Storing Large Amounts Of Data On Our Systems

Revision as of 13:49, 13 May 2020 by Steve410 (talk | contribs)

INTRO

Our lab systems utilize disk storage that is shared by all in the CS department.
There might be times when you receive large amounts of data for a project you're working on in CS. Because our disk space is shared by others, we must all be conscious of the amount of data we store.
We consider large amounts of data to be those that are more than 10gb in size or a complete data set made up of many files that, in total, are over 10gb in size.
Additionally, for static data (data that does not change), because we have a backup system that backs up our data on a nightly, weekly and monthly basis, it's important that we minimize the number of times the backup system needs to backup the same large data over and over again. This will help reduce backup time and save backup storage resources.
NOTE: Both the Grad and UGrad nets use a different, special data storage location for static data specifically provided from CS professors to their classes for course assignments (and that's usually not big data.) And that should not be confused with the Grad Net static datashare described on this page. So, if you're teaching a course and need to provide static data to the students, that is a different situation, and you should please email support@cs.jhu.edu to arrange access.

If You Need To Store A Large Amount Of Data On Our Systems...

CS Grad students, Faculty, Staff, Researchers:

Static Data

If the large amount of data you receive or generate does not change or does not have to be backed up, then it is considered static. In this case, please see our page discussing an option that allows you to store this static data in a folder called /static on our systems:
Grad Net Static Datashare
NOTE: there is no equivalent static datashare available for the CS Ugrad Net.

Dynamic Data

If your large data will change or be backed up regularly, it's most likely dynamic. If that's the case, and the dynamic data is more that 10gb of data for a project, etc, on our systems, please email support@cs.jhu.edu before-hand to let us know:
  • How much data you will be storing in your home directory.
  • When you plan to put the data in place.
  • How long you expect to keep the data in place.
To backup or not to backup your dynamic data with our backup systems.
For a large amount of dynamic data, you must also decide if that data needs to be backed up. As mentioned in the INTRO above, we back up data to our backup system on a regular basis.
  • If your large data is dynamic (changing), and you need it to be backed up regularly, please let us know you need it backed up when you email us.

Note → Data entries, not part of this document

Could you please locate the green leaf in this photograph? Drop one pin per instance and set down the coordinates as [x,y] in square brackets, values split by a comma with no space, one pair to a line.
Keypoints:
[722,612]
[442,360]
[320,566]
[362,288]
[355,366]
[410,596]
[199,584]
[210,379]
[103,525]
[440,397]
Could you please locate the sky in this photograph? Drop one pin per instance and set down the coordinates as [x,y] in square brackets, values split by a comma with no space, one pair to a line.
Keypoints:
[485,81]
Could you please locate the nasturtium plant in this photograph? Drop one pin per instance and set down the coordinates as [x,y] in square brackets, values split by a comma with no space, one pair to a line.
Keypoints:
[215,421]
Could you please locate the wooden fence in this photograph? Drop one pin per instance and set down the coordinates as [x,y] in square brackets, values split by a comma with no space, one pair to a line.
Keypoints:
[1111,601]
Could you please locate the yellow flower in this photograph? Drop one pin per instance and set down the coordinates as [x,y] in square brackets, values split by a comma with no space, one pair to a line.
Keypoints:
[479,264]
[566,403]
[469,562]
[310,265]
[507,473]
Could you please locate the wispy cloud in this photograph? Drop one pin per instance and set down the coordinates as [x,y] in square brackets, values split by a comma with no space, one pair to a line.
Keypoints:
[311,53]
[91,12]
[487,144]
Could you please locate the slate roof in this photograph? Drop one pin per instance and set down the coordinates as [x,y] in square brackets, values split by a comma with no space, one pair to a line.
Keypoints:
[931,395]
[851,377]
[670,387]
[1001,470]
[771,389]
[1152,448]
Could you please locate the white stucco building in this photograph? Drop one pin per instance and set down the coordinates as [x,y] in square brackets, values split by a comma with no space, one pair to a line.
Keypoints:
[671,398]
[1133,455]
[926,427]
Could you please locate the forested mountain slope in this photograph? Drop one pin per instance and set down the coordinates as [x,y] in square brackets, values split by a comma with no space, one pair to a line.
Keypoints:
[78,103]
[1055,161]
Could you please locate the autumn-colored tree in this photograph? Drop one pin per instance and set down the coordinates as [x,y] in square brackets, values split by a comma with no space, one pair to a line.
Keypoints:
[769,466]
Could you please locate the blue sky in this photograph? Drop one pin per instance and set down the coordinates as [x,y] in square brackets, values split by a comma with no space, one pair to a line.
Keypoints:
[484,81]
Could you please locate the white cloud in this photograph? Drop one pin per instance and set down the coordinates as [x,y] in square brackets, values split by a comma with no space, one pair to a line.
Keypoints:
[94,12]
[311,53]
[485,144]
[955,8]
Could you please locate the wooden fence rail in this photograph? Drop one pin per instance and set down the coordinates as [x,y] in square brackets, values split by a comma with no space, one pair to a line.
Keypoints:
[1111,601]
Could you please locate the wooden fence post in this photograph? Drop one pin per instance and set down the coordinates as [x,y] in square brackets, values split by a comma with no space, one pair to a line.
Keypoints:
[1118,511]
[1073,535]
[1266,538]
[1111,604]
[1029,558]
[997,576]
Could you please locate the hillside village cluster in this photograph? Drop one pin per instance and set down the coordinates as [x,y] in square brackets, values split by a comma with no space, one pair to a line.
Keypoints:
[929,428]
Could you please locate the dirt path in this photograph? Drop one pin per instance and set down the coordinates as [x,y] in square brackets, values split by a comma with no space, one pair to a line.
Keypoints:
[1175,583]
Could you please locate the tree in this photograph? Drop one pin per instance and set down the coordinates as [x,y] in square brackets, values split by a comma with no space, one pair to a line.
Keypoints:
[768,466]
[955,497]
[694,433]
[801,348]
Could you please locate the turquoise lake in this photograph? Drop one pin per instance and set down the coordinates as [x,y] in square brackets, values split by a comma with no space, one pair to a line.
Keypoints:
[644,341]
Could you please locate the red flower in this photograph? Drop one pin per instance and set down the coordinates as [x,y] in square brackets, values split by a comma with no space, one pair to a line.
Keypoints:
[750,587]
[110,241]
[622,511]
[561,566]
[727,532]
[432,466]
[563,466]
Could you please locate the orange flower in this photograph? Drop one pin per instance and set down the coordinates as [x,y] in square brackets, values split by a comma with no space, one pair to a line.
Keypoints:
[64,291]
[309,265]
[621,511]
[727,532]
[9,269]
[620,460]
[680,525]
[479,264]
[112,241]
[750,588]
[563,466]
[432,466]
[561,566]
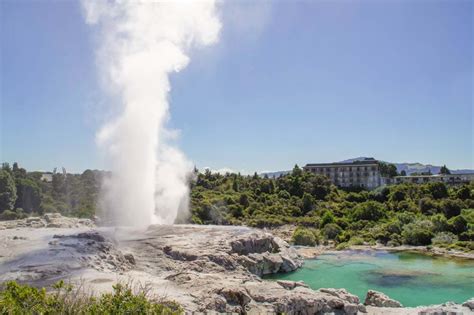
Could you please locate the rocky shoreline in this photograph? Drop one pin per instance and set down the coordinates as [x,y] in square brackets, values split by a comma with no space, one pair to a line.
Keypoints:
[204,268]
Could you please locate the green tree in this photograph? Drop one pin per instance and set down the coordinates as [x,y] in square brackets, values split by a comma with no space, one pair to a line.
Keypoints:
[451,208]
[7,191]
[369,210]
[29,195]
[307,203]
[331,231]
[444,170]
[458,224]
[438,190]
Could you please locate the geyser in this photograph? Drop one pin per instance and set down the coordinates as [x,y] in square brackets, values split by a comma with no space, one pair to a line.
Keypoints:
[141,43]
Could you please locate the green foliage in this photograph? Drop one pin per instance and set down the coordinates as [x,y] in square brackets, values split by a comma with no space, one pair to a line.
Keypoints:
[331,231]
[444,170]
[7,190]
[305,237]
[444,238]
[451,208]
[418,233]
[438,190]
[458,224]
[369,210]
[24,299]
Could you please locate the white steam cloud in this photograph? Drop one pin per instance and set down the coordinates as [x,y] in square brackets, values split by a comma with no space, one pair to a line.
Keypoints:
[141,43]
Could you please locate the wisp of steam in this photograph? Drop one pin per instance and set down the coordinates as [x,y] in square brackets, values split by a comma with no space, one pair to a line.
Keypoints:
[141,44]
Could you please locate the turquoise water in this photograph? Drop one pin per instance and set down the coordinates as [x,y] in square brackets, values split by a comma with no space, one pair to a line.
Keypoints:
[413,279]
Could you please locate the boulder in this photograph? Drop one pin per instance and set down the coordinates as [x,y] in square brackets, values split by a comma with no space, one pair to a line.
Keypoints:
[469,303]
[375,298]
[341,293]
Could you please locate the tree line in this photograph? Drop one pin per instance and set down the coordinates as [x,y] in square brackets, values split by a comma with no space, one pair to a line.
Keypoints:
[415,214]
[25,193]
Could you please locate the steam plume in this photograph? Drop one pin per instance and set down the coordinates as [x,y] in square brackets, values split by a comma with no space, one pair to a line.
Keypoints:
[141,43]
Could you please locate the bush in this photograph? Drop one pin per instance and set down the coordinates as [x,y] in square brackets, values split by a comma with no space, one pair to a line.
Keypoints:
[12,215]
[418,233]
[305,237]
[370,210]
[24,299]
[458,224]
[451,208]
[331,231]
[444,238]
[327,218]
[356,240]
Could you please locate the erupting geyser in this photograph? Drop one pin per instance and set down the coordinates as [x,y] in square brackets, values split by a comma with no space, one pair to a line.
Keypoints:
[141,43]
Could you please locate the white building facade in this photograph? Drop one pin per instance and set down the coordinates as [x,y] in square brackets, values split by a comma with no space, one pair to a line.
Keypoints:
[364,173]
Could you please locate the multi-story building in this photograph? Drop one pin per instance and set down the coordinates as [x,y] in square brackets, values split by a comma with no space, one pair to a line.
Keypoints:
[364,173]
[442,178]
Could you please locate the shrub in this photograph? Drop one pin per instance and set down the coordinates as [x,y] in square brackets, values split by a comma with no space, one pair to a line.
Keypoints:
[427,206]
[369,210]
[444,238]
[327,218]
[24,299]
[305,237]
[418,233]
[331,231]
[440,223]
[356,240]
[342,246]
[451,208]
[437,190]
[458,224]
[12,215]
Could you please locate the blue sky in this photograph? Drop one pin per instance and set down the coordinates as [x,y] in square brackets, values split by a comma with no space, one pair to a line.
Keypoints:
[289,82]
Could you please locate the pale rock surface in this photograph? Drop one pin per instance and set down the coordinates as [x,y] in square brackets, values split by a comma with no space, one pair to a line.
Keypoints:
[205,268]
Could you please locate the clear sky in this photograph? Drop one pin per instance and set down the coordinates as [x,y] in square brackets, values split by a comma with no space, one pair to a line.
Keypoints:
[289,82]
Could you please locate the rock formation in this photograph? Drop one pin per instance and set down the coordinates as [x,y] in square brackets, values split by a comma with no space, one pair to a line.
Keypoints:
[379,299]
[204,268]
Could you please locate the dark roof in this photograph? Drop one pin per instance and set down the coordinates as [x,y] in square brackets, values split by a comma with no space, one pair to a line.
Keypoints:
[362,162]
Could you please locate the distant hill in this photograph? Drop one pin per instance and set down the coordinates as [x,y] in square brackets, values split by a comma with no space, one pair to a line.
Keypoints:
[409,168]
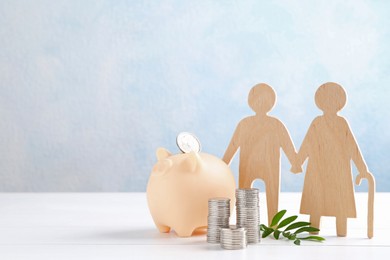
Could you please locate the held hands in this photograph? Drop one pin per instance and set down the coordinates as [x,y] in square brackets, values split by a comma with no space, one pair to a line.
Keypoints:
[296,165]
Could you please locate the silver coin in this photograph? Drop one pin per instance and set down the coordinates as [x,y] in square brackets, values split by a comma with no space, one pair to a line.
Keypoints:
[188,142]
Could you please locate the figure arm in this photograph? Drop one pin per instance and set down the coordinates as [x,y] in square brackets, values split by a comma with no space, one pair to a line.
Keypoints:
[233,146]
[356,155]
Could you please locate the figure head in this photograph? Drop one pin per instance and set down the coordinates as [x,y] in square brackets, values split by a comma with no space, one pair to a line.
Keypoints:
[330,98]
[262,98]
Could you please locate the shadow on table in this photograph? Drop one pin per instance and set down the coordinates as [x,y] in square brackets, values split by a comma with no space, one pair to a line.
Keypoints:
[147,236]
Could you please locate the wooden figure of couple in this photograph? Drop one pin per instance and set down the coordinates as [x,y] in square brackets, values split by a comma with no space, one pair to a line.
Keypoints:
[329,146]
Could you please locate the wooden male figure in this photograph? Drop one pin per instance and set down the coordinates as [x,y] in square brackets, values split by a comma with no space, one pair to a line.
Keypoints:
[260,138]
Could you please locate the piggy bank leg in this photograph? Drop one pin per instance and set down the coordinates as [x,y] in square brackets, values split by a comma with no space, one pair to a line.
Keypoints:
[184,231]
[162,228]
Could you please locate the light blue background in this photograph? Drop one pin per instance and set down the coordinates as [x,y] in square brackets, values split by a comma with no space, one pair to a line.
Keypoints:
[89,89]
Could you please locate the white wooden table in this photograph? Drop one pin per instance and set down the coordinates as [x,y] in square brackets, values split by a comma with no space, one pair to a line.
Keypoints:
[119,226]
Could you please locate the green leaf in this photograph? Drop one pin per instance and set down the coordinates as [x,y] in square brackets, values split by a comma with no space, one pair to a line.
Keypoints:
[292,237]
[277,217]
[306,229]
[287,221]
[277,234]
[297,225]
[267,232]
[314,238]
[263,227]
[297,242]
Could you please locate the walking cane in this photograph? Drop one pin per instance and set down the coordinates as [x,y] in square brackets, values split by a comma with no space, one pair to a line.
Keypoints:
[370,209]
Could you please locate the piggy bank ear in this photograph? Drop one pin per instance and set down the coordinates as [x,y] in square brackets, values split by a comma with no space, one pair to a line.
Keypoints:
[162,153]
[162,167]
[192,162]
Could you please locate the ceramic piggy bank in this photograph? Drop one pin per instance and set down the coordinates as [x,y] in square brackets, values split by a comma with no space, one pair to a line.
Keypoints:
[180,186]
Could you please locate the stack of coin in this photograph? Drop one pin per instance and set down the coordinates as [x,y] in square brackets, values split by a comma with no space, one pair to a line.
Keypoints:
[247,211]
[233,238]
[218,217]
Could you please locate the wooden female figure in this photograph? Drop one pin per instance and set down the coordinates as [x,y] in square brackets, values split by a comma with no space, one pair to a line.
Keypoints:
[329,146]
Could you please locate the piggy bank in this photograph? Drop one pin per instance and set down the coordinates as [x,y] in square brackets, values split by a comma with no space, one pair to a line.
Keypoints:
[180,186]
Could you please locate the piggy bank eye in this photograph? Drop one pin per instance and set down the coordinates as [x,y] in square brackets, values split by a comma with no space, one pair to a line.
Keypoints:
[162,167]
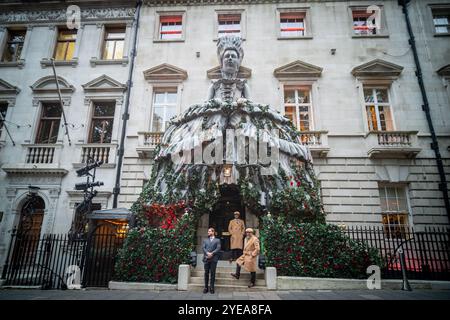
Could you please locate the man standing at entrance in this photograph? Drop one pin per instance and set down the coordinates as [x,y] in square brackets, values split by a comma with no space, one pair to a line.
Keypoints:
[211,251]
[249,258]
[236,228]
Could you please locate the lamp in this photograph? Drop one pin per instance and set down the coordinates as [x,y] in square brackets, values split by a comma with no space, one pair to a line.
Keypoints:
[33,190]
[227,170]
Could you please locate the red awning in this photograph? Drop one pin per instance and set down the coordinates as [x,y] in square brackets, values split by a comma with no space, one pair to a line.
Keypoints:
[167,19]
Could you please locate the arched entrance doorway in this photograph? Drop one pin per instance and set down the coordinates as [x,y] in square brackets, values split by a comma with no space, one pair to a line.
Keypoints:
[229,202]
[31,217]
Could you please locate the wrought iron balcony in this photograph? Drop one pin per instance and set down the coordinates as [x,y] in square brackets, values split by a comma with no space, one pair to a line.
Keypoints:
[147,142]
[392,144]
[37,158]
[316,141]
[105,152]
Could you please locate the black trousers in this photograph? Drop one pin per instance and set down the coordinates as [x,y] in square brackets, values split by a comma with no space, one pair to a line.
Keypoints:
[210,267]
[236,253]
[252,274]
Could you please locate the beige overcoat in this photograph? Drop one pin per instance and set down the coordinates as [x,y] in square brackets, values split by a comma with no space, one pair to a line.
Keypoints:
[251,251]
[236,228]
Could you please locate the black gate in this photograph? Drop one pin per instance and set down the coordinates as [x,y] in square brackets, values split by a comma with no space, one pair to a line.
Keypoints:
[101,255]
[427,253]
[49,261]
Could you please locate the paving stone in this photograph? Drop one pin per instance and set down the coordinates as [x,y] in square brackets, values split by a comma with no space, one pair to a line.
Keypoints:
[97,294]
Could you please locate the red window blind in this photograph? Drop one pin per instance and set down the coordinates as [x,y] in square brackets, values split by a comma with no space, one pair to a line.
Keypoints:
[292,15]
[292,21]
[170,19]
[230,17]
[361,14]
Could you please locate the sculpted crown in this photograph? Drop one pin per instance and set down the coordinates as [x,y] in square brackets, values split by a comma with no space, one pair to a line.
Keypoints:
[229,42]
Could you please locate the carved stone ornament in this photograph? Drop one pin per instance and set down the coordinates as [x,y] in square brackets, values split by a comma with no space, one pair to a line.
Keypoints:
[89,14]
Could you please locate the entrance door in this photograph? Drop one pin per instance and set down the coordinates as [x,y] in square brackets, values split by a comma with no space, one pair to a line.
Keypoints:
[229,202]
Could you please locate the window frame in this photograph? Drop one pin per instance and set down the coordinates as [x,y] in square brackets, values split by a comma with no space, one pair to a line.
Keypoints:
[396,231]
[165,90]
[297,105]
[376,105]
[93,117]
[382,33]
[307,25]
[157,28]
[105,34]
[2,123]
[7,35]
[431,8]
[40,123]
[57,41]
[243,22]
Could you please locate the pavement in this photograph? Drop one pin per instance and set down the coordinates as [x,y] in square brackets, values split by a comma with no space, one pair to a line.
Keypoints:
[105,294]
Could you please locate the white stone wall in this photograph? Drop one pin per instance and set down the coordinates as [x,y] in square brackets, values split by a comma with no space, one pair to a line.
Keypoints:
[57,189]
[349,178]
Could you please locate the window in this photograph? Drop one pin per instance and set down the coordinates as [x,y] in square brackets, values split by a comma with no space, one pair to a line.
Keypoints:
[297,107]
[102,122]
[378,110]
[79,223]
[292,24]
[171,27]
[360,25]
[113,43]
[14,45]
[394,211]
[3,110]
[441,20]
[229,24]
[164,108]
[49,123]
[65,44]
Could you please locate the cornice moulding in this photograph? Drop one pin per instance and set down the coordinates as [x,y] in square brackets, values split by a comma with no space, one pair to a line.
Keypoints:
[59,15]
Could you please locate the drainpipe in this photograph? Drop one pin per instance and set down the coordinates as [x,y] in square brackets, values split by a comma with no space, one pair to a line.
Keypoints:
[426,108]
[126,115]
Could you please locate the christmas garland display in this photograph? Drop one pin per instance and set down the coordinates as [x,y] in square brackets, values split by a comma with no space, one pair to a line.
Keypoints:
[179,193]
[314,250]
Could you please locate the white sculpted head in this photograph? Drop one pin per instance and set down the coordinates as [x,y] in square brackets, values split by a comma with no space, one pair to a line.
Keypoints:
[230,54]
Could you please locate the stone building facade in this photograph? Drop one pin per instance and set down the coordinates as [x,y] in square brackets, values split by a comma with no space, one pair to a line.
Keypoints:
[350,87]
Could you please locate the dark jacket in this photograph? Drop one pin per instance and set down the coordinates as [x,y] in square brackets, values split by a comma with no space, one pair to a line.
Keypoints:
[211,246]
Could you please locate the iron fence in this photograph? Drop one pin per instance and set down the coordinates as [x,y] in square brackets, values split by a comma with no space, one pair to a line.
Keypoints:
[49,261]
[426,252]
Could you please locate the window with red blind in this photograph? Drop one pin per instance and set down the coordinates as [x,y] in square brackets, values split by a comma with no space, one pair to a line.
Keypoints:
[292,24]
[360,25]
[229,24]
[171,27]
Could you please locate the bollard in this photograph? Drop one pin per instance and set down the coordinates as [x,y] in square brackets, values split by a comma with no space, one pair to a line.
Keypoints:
[405,284]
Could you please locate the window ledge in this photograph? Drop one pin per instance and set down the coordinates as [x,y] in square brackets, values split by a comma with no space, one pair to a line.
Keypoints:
[370,36]
[437,35]
[48,62]
[16,64]
[77,165]
[167,40]
[295,38]
[96,61]
[217,39]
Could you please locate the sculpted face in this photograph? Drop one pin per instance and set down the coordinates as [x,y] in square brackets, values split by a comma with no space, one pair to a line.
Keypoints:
[230,61]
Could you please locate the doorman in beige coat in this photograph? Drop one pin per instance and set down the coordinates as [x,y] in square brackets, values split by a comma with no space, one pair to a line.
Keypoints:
[236,229]
[249,257]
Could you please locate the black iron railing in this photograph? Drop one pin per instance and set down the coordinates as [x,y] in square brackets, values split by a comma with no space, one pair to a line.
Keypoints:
[49,261]
[426,253]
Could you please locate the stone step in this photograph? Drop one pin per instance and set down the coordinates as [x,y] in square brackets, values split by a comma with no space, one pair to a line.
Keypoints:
[226,288]
[226,269]
[228,281]
[244,275]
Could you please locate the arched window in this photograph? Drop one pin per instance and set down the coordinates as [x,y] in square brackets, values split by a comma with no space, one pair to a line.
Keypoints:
[31,217]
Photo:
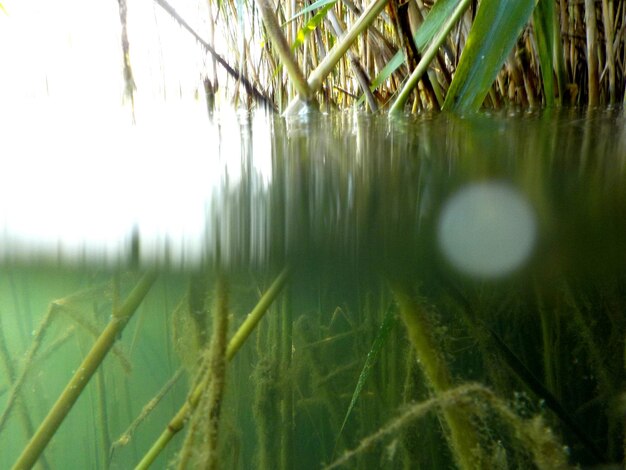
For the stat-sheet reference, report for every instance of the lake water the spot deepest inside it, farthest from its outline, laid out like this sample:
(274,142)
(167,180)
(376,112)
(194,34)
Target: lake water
(473,265)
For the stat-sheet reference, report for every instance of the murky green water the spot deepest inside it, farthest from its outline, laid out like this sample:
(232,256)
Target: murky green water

Undergrads must first contact CS IT Support

If you receive or generate more that 10gb of data for a project, etc, on our systems, no matter if the data is static (not changing) or dynamic (potentially changing), there are things to consider and things you must do.
Most CS Undergrad users already have an 8gb disk quota. So, before you can store any large datasets on the Ugrad net, you need your quota updated for the time period you need to store that data.
Therefore, you will need to contact us with information we require...
Please email support@cs.jhu.edu before-hand to let us know:
  • How much data you will be storing.
  • What you need to have your disk quota raised to.
  • When you plan to put the data in place.
  • How long you expect to keep the data in place.
  • If your backup is static (will not change) or dynamic (will change.)
  • What course this is for.
  • Who is the instructor for the course.
Then, Decide If Your Large Data Needs To Be Backed Up On Our Systems
As mentioned in the INTRO above, we back up data to our backup system on a regular basis.
  • If your large data is dynamic (changing), you might want it to be backed up regularly. You need to let us know that.
  • If your large data is static (it won't be changing), let us know that, and then, to help us conserve backup system resources, we ask that you set up your data to not get backed up on our backup system. To do so, please visit: Excluding Select Folders From Being Backed Up

And Finally...

When you are done with your data and no longer need it stored, please remove it, and let us know that you've done so.


Other places to store (usually, smaller amounts of) data on our systems

  • Files in your home directory are available on all of our client systems that share the account. Such files are also backed up as described on our Backups page. But, remember, this home directory space is for files/file sets that are not large, as mentioned earlier in this page.
  • Each Linux client has a /scratch directory. Files put there are only accessible on the Linux client where they're stored. Not only are the files there not backed up, they will be automatically deleted during our annual client OS upgrade process (and may be deleted at other times as circumstances warrant).
  • Each Linux client also has a /tmp directory. Like /scratch, files put in /tmp are only accessible on the Linux client where they're stored. Files in /tmp are automatically cleared out much more frequently than files in /scratch.